March 20, 2014|By Katie Metzger

Cottage food operators now have a few more guidelines to follow when cooking or baking in Fountain Valley.

The Fountain Valley City Council voted 4 to 1 on Tuesday to modify city code to allow for the operation of cottage, or home-based, food businesses. Mark McCurdy dissented.

State law was amended last year to permit these operations in residential areas, superseding the city's existing zoning code that had prohibited them, said Andy Perea, planning and building director.


Fountain Valley's new regulations comply with and expand on state law to address concerns associated with running a small business in a neighborhood, including noise and traffic.

"The state was silent on a lot of things that we felt were important to protect the residential area of the community," Perea said at the March 4 City Council meeting.

Perea cited business-related signage and the number of commercial vehicle trips allowed per day as examples of items left out of the state law.
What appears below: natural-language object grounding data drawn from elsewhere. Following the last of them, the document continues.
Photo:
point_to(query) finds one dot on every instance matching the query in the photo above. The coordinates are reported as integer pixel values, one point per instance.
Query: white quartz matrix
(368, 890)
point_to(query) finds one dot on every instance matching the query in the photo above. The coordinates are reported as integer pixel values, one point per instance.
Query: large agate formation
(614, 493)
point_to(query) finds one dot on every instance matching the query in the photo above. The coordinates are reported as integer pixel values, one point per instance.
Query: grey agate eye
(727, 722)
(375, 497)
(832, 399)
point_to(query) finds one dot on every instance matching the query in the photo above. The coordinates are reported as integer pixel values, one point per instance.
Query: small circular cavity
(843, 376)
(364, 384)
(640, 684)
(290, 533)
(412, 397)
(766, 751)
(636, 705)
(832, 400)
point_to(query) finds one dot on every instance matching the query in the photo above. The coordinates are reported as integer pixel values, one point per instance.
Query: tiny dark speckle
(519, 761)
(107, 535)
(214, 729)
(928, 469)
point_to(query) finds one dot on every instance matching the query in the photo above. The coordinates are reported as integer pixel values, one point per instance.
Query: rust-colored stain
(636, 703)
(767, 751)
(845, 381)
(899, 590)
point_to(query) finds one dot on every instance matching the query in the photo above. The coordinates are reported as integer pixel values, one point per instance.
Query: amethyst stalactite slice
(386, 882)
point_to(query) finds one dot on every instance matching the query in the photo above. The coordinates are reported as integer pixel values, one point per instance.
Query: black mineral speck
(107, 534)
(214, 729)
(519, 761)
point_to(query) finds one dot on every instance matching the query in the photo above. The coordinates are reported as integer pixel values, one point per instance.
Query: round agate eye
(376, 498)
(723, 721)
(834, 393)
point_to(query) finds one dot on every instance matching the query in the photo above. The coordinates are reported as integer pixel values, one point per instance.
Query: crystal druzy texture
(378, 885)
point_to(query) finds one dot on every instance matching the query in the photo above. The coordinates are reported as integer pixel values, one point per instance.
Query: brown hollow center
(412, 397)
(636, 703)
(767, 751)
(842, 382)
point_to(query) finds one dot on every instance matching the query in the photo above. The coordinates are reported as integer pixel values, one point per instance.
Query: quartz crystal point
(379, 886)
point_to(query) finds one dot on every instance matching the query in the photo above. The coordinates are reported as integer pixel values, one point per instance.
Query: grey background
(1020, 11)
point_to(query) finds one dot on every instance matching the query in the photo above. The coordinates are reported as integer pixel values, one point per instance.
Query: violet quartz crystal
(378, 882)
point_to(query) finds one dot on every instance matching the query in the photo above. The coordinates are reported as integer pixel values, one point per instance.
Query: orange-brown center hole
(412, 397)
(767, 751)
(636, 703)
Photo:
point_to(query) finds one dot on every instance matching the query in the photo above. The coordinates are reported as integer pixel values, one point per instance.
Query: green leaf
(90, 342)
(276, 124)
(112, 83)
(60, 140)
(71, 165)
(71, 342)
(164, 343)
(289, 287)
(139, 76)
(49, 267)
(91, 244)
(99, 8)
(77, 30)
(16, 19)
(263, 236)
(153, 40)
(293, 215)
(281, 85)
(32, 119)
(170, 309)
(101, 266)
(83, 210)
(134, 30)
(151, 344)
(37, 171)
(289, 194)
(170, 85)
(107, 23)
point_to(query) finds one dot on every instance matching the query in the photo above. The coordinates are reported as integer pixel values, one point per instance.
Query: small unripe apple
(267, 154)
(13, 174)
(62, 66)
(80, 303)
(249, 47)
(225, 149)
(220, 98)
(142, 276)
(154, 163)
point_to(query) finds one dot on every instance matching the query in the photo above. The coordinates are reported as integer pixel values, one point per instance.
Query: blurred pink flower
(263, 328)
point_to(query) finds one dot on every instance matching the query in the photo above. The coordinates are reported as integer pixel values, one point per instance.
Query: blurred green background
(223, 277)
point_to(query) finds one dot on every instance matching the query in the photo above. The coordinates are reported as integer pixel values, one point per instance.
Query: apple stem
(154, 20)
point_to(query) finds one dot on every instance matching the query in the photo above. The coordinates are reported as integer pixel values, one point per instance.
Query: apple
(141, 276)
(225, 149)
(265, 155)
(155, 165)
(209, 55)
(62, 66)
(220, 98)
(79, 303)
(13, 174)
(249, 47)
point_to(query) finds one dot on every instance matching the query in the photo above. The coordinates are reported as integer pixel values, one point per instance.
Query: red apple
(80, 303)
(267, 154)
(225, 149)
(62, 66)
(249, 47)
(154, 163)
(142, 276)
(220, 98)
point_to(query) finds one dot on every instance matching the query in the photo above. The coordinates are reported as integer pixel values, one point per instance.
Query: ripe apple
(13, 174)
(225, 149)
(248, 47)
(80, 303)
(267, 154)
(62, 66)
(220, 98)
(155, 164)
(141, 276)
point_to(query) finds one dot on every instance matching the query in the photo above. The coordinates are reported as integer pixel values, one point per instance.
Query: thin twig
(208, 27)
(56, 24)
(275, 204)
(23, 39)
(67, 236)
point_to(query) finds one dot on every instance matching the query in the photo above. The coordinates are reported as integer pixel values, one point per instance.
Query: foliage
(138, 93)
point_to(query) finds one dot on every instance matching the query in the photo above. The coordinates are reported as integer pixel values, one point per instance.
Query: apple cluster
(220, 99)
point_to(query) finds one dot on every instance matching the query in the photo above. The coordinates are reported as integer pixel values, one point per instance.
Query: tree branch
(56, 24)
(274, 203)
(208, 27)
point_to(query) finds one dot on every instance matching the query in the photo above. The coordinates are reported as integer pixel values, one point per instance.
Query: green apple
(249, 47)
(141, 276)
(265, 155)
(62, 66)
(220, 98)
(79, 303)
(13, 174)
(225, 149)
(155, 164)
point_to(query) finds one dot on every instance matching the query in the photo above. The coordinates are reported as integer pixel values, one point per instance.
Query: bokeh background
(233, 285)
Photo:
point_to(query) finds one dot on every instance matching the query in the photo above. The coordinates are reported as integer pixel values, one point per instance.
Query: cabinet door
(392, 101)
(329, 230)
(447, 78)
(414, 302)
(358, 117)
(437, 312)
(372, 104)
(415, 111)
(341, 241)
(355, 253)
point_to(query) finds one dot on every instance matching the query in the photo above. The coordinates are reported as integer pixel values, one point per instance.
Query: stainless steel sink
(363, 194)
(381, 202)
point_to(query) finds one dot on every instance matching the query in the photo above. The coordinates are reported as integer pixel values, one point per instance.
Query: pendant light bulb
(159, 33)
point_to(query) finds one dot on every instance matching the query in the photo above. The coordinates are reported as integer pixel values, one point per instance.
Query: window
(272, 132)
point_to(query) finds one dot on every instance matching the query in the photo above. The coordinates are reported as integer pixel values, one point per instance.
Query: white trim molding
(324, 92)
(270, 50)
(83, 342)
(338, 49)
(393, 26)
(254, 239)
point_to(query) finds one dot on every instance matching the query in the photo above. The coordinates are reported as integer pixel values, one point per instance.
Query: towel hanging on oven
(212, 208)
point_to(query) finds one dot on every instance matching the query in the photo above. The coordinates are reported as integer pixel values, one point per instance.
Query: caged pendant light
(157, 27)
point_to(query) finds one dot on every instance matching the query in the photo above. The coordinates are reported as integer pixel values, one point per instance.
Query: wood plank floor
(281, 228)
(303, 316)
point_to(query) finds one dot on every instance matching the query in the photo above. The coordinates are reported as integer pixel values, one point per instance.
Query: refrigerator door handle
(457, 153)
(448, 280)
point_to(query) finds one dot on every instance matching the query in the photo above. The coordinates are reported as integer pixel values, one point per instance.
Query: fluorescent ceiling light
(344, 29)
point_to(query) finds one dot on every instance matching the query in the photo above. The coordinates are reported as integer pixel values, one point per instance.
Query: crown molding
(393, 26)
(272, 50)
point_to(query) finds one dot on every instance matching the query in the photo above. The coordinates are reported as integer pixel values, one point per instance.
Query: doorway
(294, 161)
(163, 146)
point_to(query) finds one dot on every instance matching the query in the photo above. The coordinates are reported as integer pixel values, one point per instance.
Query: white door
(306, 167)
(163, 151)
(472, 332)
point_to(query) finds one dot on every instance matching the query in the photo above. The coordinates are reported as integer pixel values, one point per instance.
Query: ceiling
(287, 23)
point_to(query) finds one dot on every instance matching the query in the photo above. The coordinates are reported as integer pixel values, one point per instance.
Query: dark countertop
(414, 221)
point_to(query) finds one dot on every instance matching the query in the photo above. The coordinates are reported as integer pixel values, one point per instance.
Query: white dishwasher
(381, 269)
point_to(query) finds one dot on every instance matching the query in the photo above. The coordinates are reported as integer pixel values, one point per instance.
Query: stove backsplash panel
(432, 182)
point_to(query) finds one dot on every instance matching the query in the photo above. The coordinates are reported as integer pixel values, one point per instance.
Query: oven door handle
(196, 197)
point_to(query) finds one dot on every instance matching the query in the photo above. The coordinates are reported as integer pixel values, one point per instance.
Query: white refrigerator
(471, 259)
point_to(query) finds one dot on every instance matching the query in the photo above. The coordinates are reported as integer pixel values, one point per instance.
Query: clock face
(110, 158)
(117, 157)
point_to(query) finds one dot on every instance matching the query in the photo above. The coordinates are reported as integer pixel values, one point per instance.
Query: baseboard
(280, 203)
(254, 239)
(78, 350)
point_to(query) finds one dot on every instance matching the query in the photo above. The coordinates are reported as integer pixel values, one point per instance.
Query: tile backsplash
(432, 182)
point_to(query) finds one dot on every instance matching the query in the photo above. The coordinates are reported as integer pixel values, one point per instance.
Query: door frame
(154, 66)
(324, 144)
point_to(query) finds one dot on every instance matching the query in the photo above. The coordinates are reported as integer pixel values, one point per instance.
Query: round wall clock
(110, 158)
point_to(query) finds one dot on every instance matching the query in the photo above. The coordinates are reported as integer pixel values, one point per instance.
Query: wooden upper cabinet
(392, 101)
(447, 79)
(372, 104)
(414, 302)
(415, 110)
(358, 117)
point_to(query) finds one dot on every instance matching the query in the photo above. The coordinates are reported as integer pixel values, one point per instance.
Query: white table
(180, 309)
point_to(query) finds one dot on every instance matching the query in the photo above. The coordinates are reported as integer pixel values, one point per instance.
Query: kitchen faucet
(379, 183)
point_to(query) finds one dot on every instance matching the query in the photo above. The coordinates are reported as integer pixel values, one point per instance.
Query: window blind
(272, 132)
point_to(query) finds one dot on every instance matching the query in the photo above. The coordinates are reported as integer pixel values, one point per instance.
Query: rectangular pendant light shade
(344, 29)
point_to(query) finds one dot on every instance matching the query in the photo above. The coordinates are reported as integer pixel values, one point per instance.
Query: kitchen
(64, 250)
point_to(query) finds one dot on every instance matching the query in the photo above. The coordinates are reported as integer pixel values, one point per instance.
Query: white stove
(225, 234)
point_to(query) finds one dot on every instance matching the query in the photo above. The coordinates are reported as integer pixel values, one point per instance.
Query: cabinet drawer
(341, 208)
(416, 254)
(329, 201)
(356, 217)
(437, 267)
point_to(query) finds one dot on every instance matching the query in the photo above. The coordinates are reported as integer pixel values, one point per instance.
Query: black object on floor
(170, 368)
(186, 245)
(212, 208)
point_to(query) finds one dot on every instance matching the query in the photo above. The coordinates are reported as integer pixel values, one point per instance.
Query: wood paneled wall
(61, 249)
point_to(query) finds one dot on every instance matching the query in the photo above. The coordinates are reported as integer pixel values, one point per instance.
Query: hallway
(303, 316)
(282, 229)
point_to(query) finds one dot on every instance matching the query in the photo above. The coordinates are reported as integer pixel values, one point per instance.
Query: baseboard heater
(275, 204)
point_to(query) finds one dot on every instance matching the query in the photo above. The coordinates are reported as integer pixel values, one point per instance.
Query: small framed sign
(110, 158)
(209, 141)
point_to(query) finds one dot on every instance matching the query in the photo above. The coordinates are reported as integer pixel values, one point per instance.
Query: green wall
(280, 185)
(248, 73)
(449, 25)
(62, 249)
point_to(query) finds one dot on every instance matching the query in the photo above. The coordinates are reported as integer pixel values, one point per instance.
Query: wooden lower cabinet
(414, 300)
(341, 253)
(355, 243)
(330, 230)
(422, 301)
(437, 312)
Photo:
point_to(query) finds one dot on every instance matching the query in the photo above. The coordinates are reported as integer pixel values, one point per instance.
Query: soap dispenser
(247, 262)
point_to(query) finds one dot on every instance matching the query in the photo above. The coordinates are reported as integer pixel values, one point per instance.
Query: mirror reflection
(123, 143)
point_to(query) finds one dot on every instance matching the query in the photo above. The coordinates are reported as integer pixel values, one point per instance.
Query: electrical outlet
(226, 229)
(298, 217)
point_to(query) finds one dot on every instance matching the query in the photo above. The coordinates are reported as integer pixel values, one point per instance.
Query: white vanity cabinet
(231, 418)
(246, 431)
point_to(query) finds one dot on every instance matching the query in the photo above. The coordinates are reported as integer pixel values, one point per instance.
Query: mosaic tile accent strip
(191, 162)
As of March 1, Orange County reported 183 cottage food operations, three of which are in Fountain Valley, according to city staff: Frosted Heaven Cupcakes, Sugar Sweet Cakes and Treats, and Traditional Twist Cookies and Sweets.

The law requires cottage food businesses to provide one off-street parking space for customers, which McCurdy said could be a slippery slope for people such as piano teachers who run other operations from their homes.

Perea said the ordinance did not apply to other home-based businesses.

McCurdy said he was concerned about burdensome policies, especially because the level of activity of cottage food businesses is relatively low. He said he didn't believe the city had a right to tell people what to do with their own driveways.

"I just don't like regulations. They kind of run opposed to liberty," McCurdy said.

The state's cottage food bill became effective Jan. 1, 2013. It allows individuals in private home kitchens known as "cottage food operations" to prepare and package certain foods, including baked goods, candies, jams and jellies and tortillas, among others.

Operators aren't allowed to produce perishable foods such as meats, cheese and creams.

Cottage food businesses can have only one full-time employee, in addition to the homeowner, and make $45,000 at most in annual sales, according to state law.